3

Is there a built-in way (or a trick) for parsing only valid objects and ignoring invalid ones?


Not a duplicate

The question Ignoring an invalid field when deserializing json in Json.Net does not answer my question because it's about a custom serializer for a very specific field of date-time type. I'm seeking a generic solution working for any property and any object.

In other words if anything is invalid, just ignore it and contintue to the next entry. As far as json is concerned, the file is correct but the content might not match the expected types in some places. It can by anything.


Background: The file contains an array of many workflows and a single damaged entry should not break the entire configuration and virtually disable them all.


Here's an example demonstrating what I mean. Let's say I have an array of Users but one entry instead of using a string for the Name uses an array (it might by any combination of invalid values, like an object where an array is expected.

I'd like to deserialize this array and ignore entries that couldn't be deserialized. This means that the expected result should be two users, John & Tom.

I tried to use the Error handler but it does not work this way. It doesn't allow me to skip the errors.

void Main()
{
    var json = @"
    [
        {
            'Name': 'John',
        },
        {
            'Name': [ 'John' ]
        },
        {
            'Name': 'Tom',
        },
    ]   
    ";

    var users = JsonConvert.DeserializeObject<IEnumerable<User>>(json, new JsonSerializerSettings
    {
        Error = (sender, e) =>
        {
            e.Dump();
            e.ErrorContext.Handled = true;
            e.CurrentObject.Dump();
        }
    }).Dump();
}

class User
{
    public string Name { get; set; }
}
t3chb0t
  • 16,340
  • 13
  • 78
  • 118

3 Answers3

5

I solved this way. Not elegant.

var users = JsonConvert.DeserializeObject<IEnumerable<Object>>(json);

var usersList = users.ToList().Select(x => 
                {
                    try { return JsonConvert.DeserializeObject<User>(JsonConvert.SerializeObject(x)); } catch { return null; }
                }
            ).Where(x=> x != null).ToList<User>();
1

A good example of how I approached a similar situation would be to have a set of different JsonSerializerSettings configuration specifically within a try/catch block.

For example:

JsonSerializerSettings jsonSetting = new JsonSerializerSettings { MissingMemberHandling = MissingMemberHandling.Ignore };

The above code block could be done within the catch section after you try and failed to complete the parse of the JSON.
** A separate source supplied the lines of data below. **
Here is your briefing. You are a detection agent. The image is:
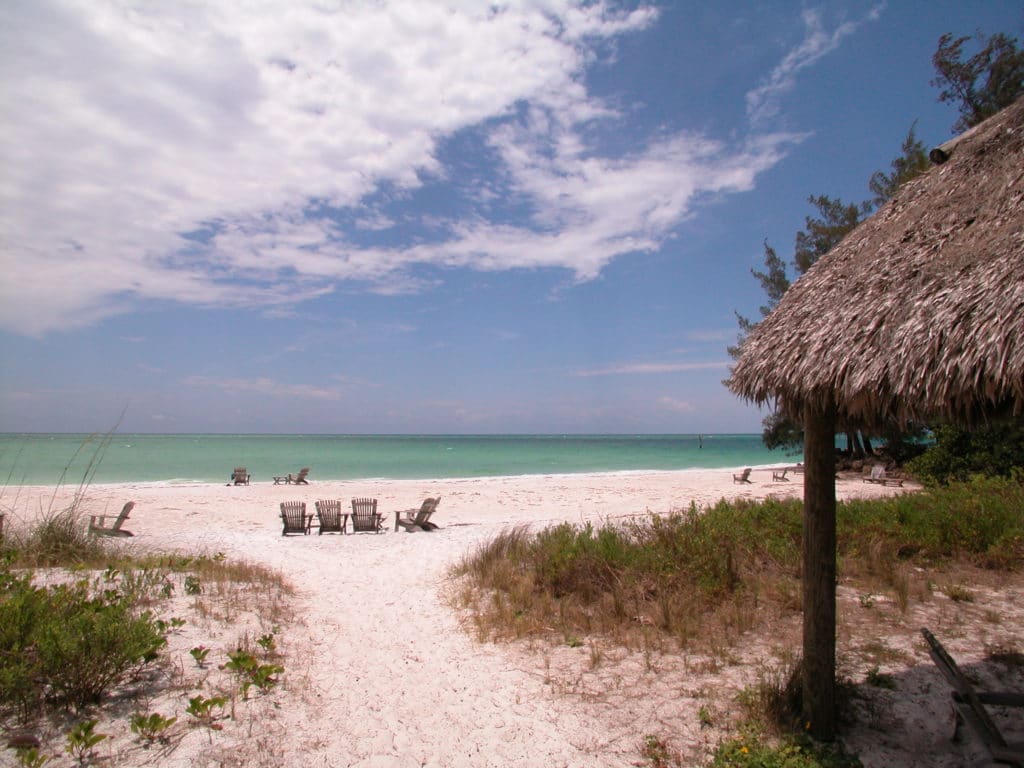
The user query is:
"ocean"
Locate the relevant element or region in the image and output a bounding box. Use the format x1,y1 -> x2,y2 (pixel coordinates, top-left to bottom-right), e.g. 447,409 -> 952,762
0,433 -> 796,486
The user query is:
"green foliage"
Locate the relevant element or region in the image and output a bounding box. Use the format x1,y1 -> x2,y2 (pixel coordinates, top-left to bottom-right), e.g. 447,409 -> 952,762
640,733 -> 682,768
14,746 -> 50,768
185,574 -> 203,595
131,712 -> 178,743
709,729 -> 860,768
457,478 -> 1024,643
65,720 -> 106,765
867,120 -> 931,207
256,632 -> 278,655
223,651 -> 285,698
793,195 -> 870,274
185,695 -> 227,729
0,568 -> 165,717
907,421 -> 1024,484
932,32 -> 1024,133
12,507 -> 108,567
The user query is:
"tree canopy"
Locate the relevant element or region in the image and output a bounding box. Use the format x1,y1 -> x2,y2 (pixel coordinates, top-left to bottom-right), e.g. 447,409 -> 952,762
932,32 -> 1024,133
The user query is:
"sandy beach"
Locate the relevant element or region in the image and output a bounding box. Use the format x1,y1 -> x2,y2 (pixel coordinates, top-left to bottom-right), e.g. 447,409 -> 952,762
0,468 -> 1022,768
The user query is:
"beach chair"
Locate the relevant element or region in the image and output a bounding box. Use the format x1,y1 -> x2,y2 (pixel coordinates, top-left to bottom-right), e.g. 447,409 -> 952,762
89,502 -> 135,537
921,628 -> 1024,768
273,467 -> 309,485
316,499 -> 348,535
281,502 -> 313,536
864,464 -> 886,483
394,497 -> 441,534
285,467 -> 309,485
349,499 -> 384,534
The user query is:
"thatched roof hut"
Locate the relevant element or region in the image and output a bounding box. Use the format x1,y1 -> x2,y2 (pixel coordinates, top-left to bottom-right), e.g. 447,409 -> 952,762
728,99 -> 1024,425
728,99 -> 1024,738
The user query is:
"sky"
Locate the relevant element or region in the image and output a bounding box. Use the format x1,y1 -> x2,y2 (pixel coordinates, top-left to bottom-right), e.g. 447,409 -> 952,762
0,0 -> 1024,434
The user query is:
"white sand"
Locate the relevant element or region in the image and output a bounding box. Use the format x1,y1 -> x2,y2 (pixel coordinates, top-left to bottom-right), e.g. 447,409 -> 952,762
0,468 -> 1020,768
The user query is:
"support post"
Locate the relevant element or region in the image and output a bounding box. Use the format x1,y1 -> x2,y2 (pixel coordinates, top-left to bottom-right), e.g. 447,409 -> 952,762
802,401 -> 836,741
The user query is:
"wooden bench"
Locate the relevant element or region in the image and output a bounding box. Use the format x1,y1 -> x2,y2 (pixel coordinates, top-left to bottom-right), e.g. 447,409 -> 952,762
921,628 -> 1024,768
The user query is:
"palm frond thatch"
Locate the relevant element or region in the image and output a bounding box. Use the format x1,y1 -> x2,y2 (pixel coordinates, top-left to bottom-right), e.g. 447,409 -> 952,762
728,99 -> 1024,425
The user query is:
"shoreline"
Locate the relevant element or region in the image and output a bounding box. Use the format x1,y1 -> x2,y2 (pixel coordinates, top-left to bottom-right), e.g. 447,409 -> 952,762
39,462 -> 794,493
8,466 -> 966,768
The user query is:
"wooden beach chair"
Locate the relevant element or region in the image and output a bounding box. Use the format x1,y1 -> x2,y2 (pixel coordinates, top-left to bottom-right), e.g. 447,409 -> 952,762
921,628 -> 1024,768
394,497 -> 441,534
281,502 -> 313,536
316,499 -> 348,535
864,464 -> 886,483
285,467 -> 309,485
273,467 -> 309,485
89,502 -> 135,537
349,499 -> 384,534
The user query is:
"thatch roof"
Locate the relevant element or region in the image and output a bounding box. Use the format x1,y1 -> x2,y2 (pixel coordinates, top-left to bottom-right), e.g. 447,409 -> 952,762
728,99 -> 1024,425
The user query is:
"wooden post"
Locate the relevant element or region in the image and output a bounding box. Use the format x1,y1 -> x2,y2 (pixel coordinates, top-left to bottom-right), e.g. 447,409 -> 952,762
803,401 -> 836,741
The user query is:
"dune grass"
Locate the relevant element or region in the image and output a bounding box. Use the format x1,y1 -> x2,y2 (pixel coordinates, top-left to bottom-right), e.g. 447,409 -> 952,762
0,498 -> 293,764
453,478 -> 1024,768
454,478 -> 1024,647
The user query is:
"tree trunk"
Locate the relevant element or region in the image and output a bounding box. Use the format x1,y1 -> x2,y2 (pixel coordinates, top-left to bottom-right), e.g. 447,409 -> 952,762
803,403 -> 836,741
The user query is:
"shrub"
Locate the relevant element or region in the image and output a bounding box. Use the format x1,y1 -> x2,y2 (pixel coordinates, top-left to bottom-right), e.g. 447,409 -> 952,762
454,478 -> 1024,645
0,569 -> 164,716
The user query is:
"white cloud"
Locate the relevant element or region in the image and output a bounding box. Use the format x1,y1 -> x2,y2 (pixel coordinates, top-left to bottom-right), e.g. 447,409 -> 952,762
657,397 -> 696,414
181,376 -> 342,400
573,361 -> 730,377
746,5 -> 883,124
0,0 -> 798,334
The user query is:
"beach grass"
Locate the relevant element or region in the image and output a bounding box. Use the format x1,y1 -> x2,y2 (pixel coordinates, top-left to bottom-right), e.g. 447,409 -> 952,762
453,478 -> 1024,647
452,478 -> 1024,768
0,499 -> 294,764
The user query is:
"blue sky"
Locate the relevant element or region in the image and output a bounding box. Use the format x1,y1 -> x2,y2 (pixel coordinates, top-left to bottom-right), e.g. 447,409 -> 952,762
0,0 -> 1024,433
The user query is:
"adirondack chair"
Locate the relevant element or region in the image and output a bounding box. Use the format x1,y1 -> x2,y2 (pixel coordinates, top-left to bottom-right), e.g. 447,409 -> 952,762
285,467 -> 309,485
89,502 -> 135,537
349,499 -> 384,534
921,628 -> 1024,768
394,497 -> 441,534
864,464 -> 886,483
316,499 -> 348,536
281,502 -> 313,536
273,467 -> 309,485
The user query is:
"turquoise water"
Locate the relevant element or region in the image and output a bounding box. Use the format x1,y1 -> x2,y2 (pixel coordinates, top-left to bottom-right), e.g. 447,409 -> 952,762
0,434 -> 793,485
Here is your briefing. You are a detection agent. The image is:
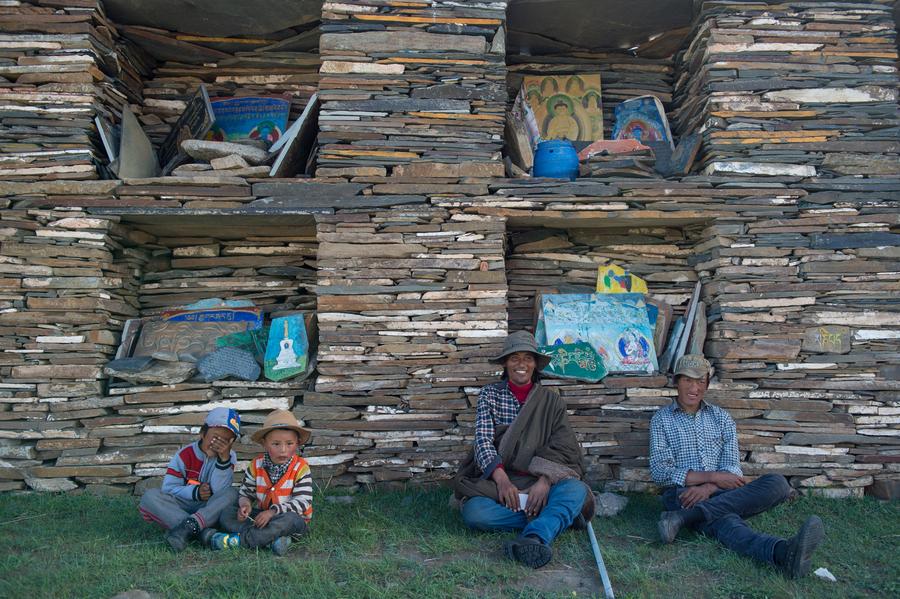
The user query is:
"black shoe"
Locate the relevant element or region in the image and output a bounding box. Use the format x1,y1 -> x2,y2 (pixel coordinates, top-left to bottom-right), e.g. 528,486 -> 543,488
503,536 -> 553,568
656,511 -> 684,545
776,516 -> 825,578
166,518 -> 200,553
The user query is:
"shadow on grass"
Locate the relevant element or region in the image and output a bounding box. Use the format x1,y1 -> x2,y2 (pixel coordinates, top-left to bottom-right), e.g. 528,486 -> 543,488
0,487 -> 900,599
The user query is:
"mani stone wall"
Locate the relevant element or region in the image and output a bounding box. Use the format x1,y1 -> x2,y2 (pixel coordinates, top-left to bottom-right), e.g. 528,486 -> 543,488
670,0 -> 900,177
317,0 -> 506,178
308,206 -> 507,484
0,0 -> 142,181
0,2 -> 900,496
468,177 -> 900,496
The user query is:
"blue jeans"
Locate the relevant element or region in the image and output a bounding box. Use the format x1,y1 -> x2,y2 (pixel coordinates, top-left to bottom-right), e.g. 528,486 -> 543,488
462,478 -> 588,545
663,474 -> 791,564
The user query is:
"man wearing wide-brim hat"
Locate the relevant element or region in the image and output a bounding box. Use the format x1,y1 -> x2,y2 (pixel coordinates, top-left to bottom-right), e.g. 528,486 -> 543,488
650,354 -> 824,578
453,331 -> 594,568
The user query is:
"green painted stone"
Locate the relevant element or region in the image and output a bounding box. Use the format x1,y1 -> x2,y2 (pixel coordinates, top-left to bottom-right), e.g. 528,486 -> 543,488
538,341 -> 607,383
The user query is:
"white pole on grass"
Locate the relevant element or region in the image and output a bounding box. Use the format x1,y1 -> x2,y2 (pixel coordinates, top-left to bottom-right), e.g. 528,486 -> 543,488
587,522 -> 616,599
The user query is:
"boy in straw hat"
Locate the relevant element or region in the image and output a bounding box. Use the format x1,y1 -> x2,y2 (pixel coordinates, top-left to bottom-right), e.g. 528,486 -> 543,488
650,354 -> 825,578
203,410 -> 312,555
453,331 -> 594,568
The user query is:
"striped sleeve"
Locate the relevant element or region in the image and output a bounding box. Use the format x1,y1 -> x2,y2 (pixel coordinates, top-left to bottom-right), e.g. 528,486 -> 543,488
238,461 -> 256,504
271,460 -> 312,522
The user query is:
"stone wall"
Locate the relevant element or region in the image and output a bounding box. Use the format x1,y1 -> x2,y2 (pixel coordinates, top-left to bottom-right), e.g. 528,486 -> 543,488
0,1 -> 900,496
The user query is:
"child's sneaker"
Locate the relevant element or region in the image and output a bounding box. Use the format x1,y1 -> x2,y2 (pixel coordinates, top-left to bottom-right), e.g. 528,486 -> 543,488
272,537 -> 291,555
205,531 -> 241,550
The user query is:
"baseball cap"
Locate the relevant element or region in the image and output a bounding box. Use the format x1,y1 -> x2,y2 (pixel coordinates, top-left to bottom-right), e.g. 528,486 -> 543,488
206,408 -> 241,437
675,354 -> 712,379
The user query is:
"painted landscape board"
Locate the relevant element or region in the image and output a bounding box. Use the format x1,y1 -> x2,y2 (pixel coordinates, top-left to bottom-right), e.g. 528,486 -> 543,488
209,96 -> 291,146
541,293 -> 657,373
265,314 -> 309,381
522,73 -> 603,142
538,341 -> 607,383
216,327 -> 269,361
613,96 -> 675,150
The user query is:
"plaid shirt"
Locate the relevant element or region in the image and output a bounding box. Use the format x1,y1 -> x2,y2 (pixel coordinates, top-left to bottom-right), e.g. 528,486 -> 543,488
475,381 -> 520,477
650,401 -> 743,487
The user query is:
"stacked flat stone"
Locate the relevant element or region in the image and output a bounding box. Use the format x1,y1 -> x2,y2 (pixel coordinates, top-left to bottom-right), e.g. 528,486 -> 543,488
670,0 -> 900,178
302,207 -> 506,484
0,210 -> 143,490
140,221 -> 317,316
0,0 -> 145,181
317,0 -> 507,178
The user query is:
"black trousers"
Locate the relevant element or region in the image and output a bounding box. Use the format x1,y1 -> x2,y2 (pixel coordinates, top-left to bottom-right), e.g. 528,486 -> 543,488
219,503 -> 309,549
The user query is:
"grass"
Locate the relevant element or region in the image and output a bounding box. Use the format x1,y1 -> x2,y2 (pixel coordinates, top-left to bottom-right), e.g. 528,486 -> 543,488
0,488 -> 900,599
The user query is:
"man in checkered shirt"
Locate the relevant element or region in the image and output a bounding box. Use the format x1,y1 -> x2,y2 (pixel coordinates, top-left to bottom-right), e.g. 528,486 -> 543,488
650,354 -> 825,578
453,331 -> 594,568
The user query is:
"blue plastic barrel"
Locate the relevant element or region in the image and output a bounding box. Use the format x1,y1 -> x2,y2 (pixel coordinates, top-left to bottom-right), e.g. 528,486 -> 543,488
532,139 -> 578,181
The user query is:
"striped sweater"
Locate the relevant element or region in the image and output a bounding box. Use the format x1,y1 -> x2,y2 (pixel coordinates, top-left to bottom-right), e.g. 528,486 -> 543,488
238,455 -> 312,522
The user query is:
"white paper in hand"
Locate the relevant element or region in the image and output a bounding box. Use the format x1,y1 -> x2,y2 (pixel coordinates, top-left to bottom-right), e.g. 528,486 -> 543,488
519,493 -> 528,510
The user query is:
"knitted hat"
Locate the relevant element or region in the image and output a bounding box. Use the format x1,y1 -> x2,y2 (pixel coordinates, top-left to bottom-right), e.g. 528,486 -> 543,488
250,410 -> 310,445
204,408 -> 241,437
491,331 -> 553,371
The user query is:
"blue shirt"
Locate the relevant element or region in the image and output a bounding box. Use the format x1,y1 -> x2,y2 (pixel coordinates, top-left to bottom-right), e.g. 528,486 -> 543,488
650,401 -> 743,487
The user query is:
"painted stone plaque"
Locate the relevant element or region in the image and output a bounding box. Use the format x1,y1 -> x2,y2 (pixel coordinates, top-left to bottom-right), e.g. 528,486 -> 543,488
801,325 -> 851,354
613,96 -> 675,150
597,264 -> 649,293
538,341 -> 606,383
132,308 -> 262,362
265,314 -> 309,381
522,73 -> 603,142
541,293 -> 657,373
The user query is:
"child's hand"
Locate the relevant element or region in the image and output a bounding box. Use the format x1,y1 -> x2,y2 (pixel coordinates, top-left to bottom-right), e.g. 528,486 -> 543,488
238,505 -> 250,522
237,497 -> 251,522
197,483 -> 212,501
253,509 -> 275,528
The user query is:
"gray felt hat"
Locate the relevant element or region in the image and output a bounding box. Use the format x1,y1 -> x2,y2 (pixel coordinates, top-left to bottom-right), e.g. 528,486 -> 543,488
675,354 -> 712,379
491,331 -> 553,371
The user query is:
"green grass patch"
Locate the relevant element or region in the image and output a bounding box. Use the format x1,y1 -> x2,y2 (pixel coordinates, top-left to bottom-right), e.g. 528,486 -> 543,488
0,487 -> 900,599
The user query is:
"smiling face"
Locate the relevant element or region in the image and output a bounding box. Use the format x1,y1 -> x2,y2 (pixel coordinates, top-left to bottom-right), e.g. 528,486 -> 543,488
503,352 -> 537,385
262,429 -> 300,464
200,426 -> 235,453
675,374 -> 709,414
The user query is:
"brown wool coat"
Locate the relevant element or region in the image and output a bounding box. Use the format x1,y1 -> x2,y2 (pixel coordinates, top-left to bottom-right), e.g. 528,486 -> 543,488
452,383 -> 594,520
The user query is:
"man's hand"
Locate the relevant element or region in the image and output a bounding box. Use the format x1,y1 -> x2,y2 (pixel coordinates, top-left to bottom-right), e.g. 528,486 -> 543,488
237,497 -> 251,522
525,476 -> 550,516
209,435 -> 234,462
678,483 -> 718,510
197,483 -> 212,501
712,471 -> 747,491
491,468 -> 521,512
253,508 -> 275,528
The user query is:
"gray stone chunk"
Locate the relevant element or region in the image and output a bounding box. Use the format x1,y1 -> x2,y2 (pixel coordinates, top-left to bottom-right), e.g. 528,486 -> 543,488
103,362 -> 195,385
181,139 -> 269,165
197,347 -> 260,383
106,356 -> 153,373
594,493 -> 628,518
Your try block could have normal error behavior inside that block above:

jsonSetting = new JsonSerializerSettings { MissingMemberHandling = MissingMemberHandling.Error };

Provides similar error handling, and when that errors, it drops into the catch block to ignore the missing fields.

However, that depends on whether you're OK with skipping data, or if you want to parse everything. It really is a case-by-case basis dependent on your actual JSON dataset.

Placing this above the try/catch blocks, and using jsonSetting to pass along as needed, depending on your specific dataset.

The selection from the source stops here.